PITIE DE NOS ELEVES ! PITIE DE NOUS !

 

Plume : Abdel Hamid El Badaoui.

PITIE DE NOS ELEVES ! PITIE DE NOUS !

Si l’objectif de l’enseignement est de transmettre un acquis à un élève par le biais d’une communication verbale ou écrite, ce biais est un code, lequel, selon Jakobson et d’autres théoricien de la communication, doit être le même entre un locuteur et son correspondant. Hors, dans nos classes actuelles de Français, il est conclu à l’unanimité que le problème majeur auquel font face nos apprenants du premier et second cycle (littéraires surtout) est d’ordre communicatif.

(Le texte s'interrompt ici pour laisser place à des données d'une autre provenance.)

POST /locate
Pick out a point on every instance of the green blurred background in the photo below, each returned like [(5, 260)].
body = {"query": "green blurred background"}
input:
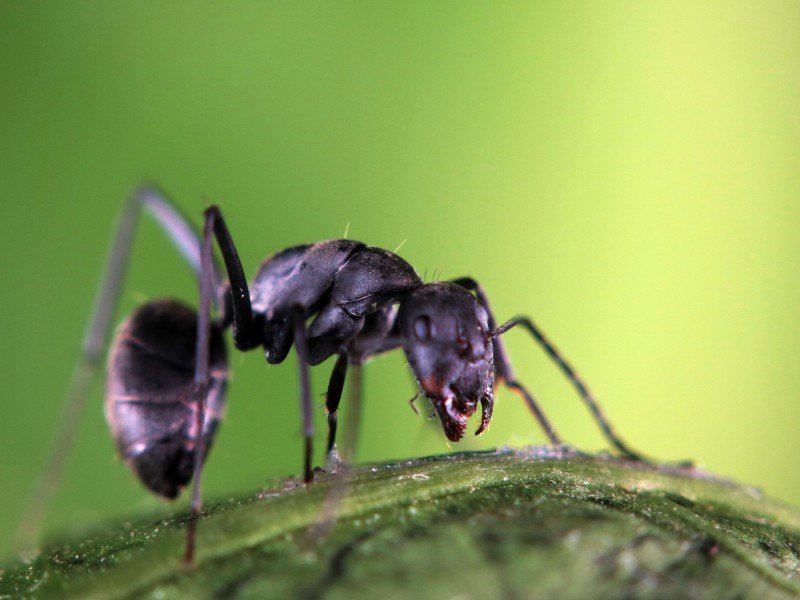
[(626, 173)]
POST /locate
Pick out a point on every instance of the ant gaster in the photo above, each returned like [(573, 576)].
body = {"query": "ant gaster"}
[(167, 369)]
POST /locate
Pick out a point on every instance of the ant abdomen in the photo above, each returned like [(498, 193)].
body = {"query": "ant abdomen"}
[(151, 395)]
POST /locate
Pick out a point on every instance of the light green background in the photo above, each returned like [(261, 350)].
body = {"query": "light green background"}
[(625, 172)]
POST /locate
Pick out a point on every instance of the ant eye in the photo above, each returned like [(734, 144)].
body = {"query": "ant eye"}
[(462, 339), (423, 328)]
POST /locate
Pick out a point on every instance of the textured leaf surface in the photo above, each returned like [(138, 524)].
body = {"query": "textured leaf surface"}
[(533, 524)]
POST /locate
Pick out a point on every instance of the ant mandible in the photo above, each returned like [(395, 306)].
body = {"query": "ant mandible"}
[(167, 368)]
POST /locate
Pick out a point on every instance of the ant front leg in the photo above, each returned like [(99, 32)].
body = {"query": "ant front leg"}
[(503, 366)]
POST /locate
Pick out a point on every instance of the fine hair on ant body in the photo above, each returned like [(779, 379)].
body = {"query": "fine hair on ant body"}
[(167, 368)]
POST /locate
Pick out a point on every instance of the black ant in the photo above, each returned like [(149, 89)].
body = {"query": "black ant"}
[(167, 369)]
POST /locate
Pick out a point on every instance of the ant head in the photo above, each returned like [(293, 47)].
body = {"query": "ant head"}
[(449, 349)]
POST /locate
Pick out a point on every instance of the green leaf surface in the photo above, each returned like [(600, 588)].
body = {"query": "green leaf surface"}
[(515, 524)]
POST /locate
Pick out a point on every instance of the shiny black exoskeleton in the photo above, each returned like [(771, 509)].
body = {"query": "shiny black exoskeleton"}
[(167, 371)]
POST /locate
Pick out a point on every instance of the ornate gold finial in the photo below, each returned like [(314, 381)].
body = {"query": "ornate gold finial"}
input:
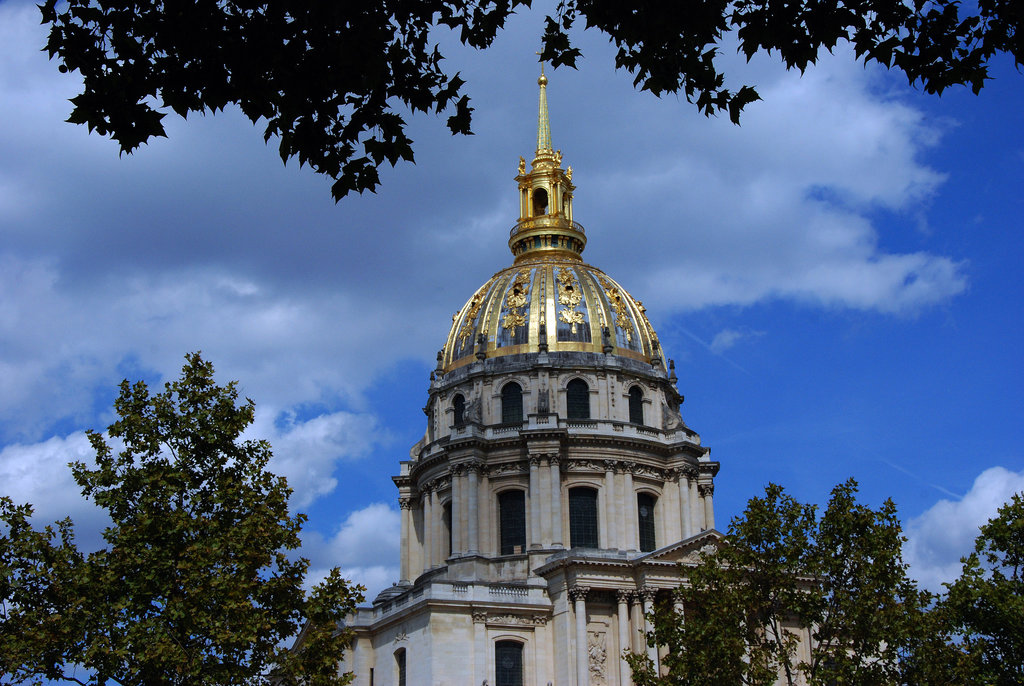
[(543, 126)]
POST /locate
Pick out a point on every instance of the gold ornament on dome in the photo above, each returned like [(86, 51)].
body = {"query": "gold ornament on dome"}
[(646, 323), (467, 325), (517, 297), (619, 307), (569, 295)]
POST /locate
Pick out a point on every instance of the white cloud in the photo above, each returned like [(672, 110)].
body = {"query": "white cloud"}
[(365, 547), (944, 533), (727, 338), (307, 453), (39, 474)]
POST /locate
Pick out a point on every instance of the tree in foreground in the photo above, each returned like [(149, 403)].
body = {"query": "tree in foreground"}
[(197, 583), (332, 80), (986, 604), (783, 572)]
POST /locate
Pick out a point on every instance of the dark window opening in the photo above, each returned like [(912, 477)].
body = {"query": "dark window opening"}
[(583, 518), (578, 399), (512, 521), (399, 662), (540, 203), (511, 403), (508, 663), (459, 405), (636, 405), (446, 519), (645, 520)]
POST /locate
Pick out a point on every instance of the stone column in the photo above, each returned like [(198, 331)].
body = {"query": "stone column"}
[(684, 506), (436, 524), (406, 504), (427, 496), (535, 502), (696, 516), (637, 639), (707, 491), (648, 599), (579, 596), (483, 516), (612, 536), (480, 670), (556, 502), (473, 471), (624, 635), (546, 508), (629, 501)]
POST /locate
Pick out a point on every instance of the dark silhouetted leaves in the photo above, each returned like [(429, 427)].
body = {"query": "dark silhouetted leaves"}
[(325, 77)]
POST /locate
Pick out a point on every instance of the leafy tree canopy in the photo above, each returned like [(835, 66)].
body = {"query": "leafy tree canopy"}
[(986, 603), (783, 571), (196, 584), (331, 79)]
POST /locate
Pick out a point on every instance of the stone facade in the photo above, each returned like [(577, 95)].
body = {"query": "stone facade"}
[(556, 491)]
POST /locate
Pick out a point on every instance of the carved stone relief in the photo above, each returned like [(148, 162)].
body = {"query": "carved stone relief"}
[(598, 654)]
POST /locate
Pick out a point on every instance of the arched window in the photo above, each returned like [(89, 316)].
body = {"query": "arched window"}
[(645, 521), (512, 521), (578, 399), (399, 666), (446, 521), (508, 663), (511, 403), (459, 405), (583, 517), (636, 405), (540, 203)]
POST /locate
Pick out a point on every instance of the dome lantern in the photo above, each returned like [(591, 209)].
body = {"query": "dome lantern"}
[(549, 300), (545, 226)]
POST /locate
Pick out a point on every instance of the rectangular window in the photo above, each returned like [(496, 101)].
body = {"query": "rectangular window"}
[(583, 518), (512, 521)]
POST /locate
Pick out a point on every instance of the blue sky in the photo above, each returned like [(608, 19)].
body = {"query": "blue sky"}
[(837, 281)]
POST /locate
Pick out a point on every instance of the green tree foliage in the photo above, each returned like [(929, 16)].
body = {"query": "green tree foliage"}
[(986, 604), (783, 569), (196, 584), (331, 80)]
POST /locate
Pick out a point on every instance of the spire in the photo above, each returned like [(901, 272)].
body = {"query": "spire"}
[(543, 126), (545, 226)]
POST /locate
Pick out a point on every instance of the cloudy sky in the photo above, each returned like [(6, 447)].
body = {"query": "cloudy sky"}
[(838, 281)]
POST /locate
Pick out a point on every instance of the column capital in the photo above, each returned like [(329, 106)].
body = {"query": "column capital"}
[(579, 592)]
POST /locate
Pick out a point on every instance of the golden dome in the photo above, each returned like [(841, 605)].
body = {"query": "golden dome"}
[(549, 300), (550, 305)]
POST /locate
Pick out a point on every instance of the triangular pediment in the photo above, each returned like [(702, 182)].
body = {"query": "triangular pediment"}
[(686, 551)]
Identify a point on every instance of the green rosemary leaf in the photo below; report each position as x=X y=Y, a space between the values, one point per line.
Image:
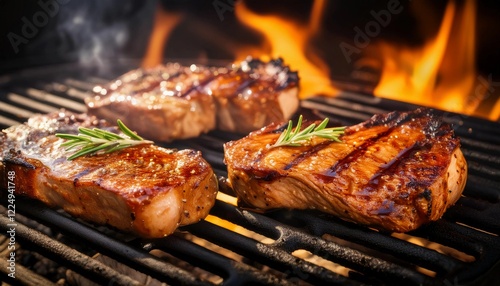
x=127 y=131
x=93 y=141
x=296 y=137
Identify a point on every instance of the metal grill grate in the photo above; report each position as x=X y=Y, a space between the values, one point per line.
x=237 y=246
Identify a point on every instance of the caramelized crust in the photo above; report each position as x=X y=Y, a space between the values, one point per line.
x=147 y=190
x=175 y=102
x=393 y=172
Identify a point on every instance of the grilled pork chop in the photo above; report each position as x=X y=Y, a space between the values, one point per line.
x=147 y=190
x=393 y=172
x=175 y=102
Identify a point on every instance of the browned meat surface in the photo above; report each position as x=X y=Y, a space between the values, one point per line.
x=175 y=102
x=393 y=172
x=147 y=190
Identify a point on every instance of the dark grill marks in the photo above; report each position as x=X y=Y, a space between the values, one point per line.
x=308 y=153
x=389 y=168
x=345 y=162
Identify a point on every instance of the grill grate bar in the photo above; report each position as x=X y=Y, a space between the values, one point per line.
x=265 y=254
x=30 y=103
x=214 y=262
x=135 y=258
x=319 y=225
x=292 y=239
x=85 y=265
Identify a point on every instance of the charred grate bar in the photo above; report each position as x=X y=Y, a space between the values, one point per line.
x=237 y=246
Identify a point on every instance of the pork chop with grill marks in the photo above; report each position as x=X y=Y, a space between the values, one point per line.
x=172 y=101
x=393 y=172
x=146 y=189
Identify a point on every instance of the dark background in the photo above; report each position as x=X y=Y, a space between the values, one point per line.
x=92 y=31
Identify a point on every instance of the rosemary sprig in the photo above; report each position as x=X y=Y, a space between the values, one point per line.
x=296 y=137
x=95 y=140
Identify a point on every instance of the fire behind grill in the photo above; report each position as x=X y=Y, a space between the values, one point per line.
x=237 y=246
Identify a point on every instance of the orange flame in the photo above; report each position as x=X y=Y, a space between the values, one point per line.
x=442 y=73
x=164 y=24
x=289 y=40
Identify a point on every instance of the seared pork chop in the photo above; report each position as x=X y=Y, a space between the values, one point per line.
x=175 y=102
x=147 y=190
x=393 y=172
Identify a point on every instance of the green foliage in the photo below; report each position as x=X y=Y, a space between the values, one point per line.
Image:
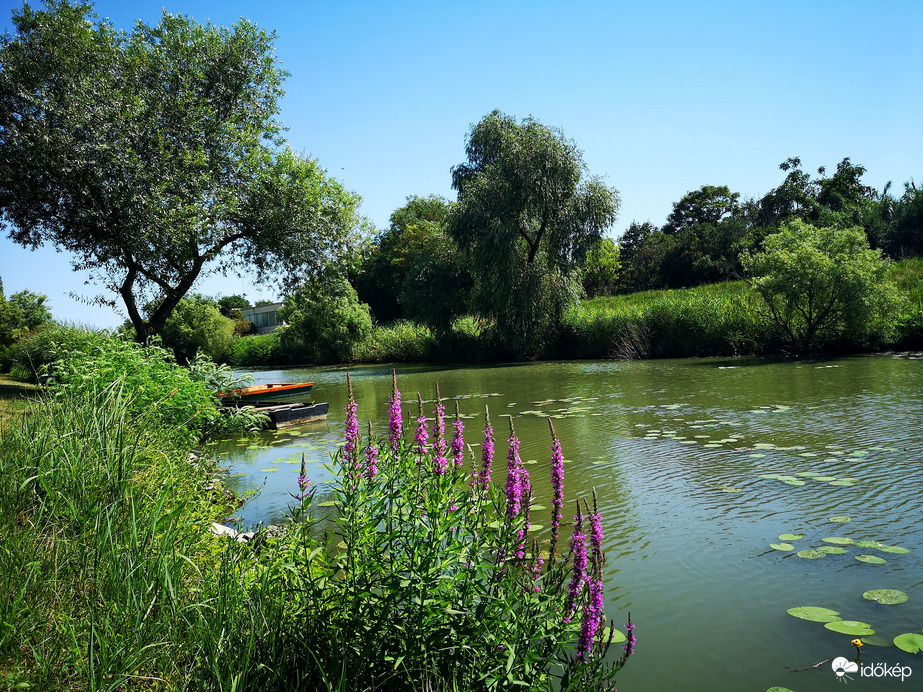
x=399 y=342
x=32 y=356
x=325 y=318
x=414 y=236
x=259 y=349
x=819 y=285
x=197 y=326
x=707 y=320
x=128 y=148
x=601 y=270
x=526 y=216
x=428 y=583
x=156 y=386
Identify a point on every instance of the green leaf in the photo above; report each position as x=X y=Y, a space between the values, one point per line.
x=851 y=627
x=810 y=554
x=814 y=613
x=911 y=642
x=893 y=549
x=885 y=596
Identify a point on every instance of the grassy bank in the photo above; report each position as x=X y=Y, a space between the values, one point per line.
x=719 y=319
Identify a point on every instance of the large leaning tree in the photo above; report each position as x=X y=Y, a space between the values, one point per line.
x=526 y=215
x=156 y=157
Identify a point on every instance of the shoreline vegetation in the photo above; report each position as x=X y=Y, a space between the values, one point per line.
x=114 y=579
x=719 y=319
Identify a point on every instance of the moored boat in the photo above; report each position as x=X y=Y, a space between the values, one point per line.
x=268 y=392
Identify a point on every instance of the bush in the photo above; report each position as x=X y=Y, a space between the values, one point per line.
x=326 y=320
x=197 y=326
x=433 y=584
x=821 y=285
x=154 y=385
x=260 y=349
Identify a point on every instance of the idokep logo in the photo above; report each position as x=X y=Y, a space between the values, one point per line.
x=843 y=666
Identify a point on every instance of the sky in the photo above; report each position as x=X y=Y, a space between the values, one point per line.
x=662 y=98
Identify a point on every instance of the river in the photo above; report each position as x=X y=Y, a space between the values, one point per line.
x=679 y=451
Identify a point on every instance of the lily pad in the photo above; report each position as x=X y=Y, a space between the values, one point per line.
x=868 y=544
x=911 y=642
x=814 y=614
x=885 y=596
x=851 y=627
x=810 y=554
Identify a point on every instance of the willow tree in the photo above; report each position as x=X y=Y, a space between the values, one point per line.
x=156 y=158
x=527 y=214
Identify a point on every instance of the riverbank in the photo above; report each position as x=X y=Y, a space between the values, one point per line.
x=721 y=319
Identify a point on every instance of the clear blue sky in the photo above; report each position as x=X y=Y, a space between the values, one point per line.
x=662 y=97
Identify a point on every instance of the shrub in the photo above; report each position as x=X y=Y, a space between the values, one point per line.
x=260 y=349
x=197 y=326
x=326 y=320
x=819 y=285
x=433 y=583
x=154 y=385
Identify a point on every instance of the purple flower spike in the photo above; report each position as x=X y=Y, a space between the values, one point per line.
x=371 y=457
x=422 y=436
x=439 y=446
x=487 y=451
x=578 y=573
x=630 y=644
x=351 y=444
x=302 y=482
x=458 y=440
x=592 y=618
x=557 y=485
x=394 y=416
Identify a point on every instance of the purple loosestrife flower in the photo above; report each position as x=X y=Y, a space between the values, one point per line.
x=422 y=436
x=458 y=440
x=394 y=415
x=439 y=446
x=371 y=457
x=487 y=451
x=513 y=483
x=351 y=442
x=630 y=644
x=302 y=482
x=557 y=485
x=578 y=572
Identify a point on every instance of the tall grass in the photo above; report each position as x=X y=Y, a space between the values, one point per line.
x=716 y=319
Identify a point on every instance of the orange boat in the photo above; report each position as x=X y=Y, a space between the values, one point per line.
x=268 y=392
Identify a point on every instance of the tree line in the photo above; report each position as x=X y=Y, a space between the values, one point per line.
x=157 y=159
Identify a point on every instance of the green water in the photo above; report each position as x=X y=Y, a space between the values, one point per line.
x=675 y=449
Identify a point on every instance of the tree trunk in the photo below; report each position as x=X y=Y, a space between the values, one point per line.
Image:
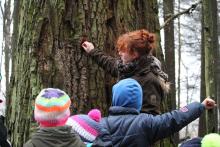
x=7 y=39
x=210 y=62
x=168 y=6
x=202 y=119
x=48 y=53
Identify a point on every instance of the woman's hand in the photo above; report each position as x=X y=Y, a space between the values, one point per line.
x=209 y=103
x=87 y=46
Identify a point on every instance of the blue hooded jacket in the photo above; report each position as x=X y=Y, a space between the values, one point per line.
x=127 y=127
x=127 y=93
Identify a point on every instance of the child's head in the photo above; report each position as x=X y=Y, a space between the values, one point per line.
x=87 y=126
x=127 y=93
x=52 y=107
x=136 y=43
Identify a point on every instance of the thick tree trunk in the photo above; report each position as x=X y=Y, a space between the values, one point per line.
x=48 y=53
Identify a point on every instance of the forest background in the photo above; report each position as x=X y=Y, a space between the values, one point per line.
x=40 y=48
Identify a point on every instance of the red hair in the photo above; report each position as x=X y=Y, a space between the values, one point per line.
x=140 y=41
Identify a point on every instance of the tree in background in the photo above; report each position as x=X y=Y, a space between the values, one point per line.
x=211 y=58
x=47 y=52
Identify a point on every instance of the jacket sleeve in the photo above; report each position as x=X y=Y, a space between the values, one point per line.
x=162 y=126
x=108 y=63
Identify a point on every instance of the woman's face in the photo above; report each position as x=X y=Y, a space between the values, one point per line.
x=127 y=57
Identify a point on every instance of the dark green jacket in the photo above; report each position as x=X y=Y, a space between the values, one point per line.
x=55 y=137
x=145 y=70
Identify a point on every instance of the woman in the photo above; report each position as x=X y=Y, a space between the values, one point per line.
x=136 y=61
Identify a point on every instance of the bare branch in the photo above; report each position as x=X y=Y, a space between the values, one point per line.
x=187 y=11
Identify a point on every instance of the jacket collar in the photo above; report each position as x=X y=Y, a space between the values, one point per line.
x=117 y=110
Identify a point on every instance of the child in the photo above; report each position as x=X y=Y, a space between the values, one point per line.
x=126 y=126
x=87 y=126
x=210 y=140
x=52 y=111
x=136 y=61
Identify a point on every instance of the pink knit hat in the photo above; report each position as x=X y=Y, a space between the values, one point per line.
x=87 y=126
x=52 y=107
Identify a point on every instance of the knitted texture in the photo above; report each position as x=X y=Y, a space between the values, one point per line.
x=87 y=126
x=52 y=107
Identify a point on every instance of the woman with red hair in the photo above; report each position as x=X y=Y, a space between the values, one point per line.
x=136 y=61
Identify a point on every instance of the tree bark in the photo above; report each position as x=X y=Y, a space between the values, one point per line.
x=48 y=53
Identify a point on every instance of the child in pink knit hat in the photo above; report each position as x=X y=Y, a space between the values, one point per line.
x=52 y=111
x=87 y=126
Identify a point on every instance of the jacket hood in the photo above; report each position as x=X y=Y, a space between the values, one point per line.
x=127 y=93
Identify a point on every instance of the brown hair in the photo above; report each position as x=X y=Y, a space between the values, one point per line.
x=140 y=41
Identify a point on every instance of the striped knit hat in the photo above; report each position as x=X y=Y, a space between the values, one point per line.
x=87 y=126
x=52 y=107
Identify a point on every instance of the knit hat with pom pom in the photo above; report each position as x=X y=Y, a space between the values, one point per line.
x=87 y=126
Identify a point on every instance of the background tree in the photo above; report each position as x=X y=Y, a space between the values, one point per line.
x=47 y=52
x=211 y=53
x=169 y=47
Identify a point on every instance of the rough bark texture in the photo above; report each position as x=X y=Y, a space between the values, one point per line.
x=202 y=119
x=168 y=7
x=48 y=53
x=7 y=38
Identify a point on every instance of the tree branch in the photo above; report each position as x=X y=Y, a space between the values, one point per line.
x=187 y=11
x=1 y=9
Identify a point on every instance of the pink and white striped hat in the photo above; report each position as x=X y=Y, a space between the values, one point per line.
x=87 y=126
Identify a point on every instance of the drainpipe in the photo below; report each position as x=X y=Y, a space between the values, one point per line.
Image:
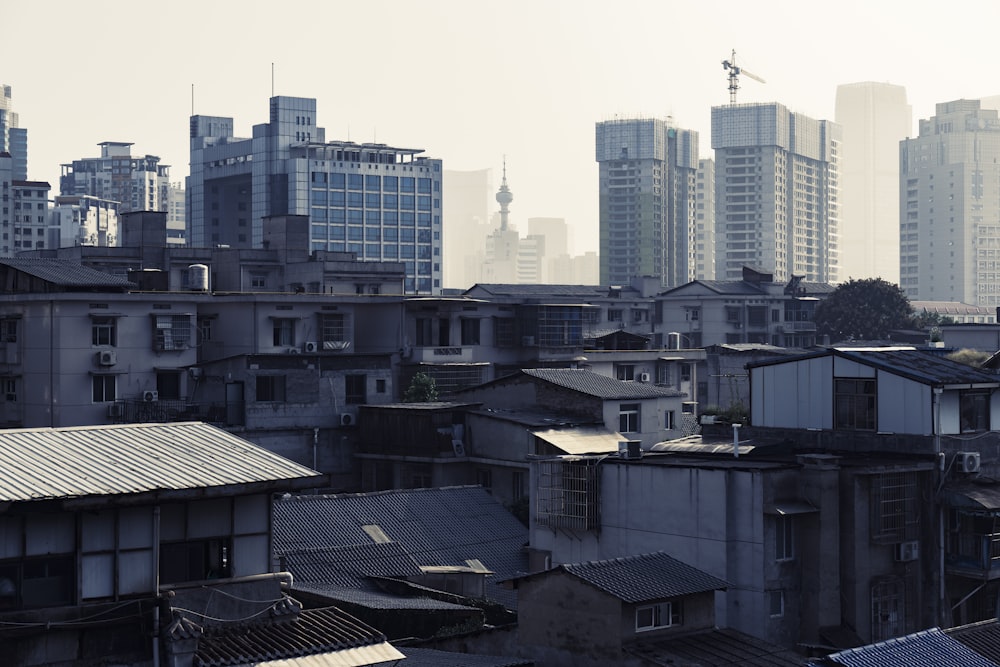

Jusqu’à l’orée des années 90, ce problème n’était pas de mise. De nos jours, ce déficit langagier, étant accru, rend ces mômes apathiques à tout apprentissage. Cela influe apparemment sur leur comportement et se traduit par le chahut et des conduites agressives souvent à cause de banalités. Bref, la séance est soumise à de fréquentes interruptions. Le professeur doit intervenir pour calmer, départager et régler les différends.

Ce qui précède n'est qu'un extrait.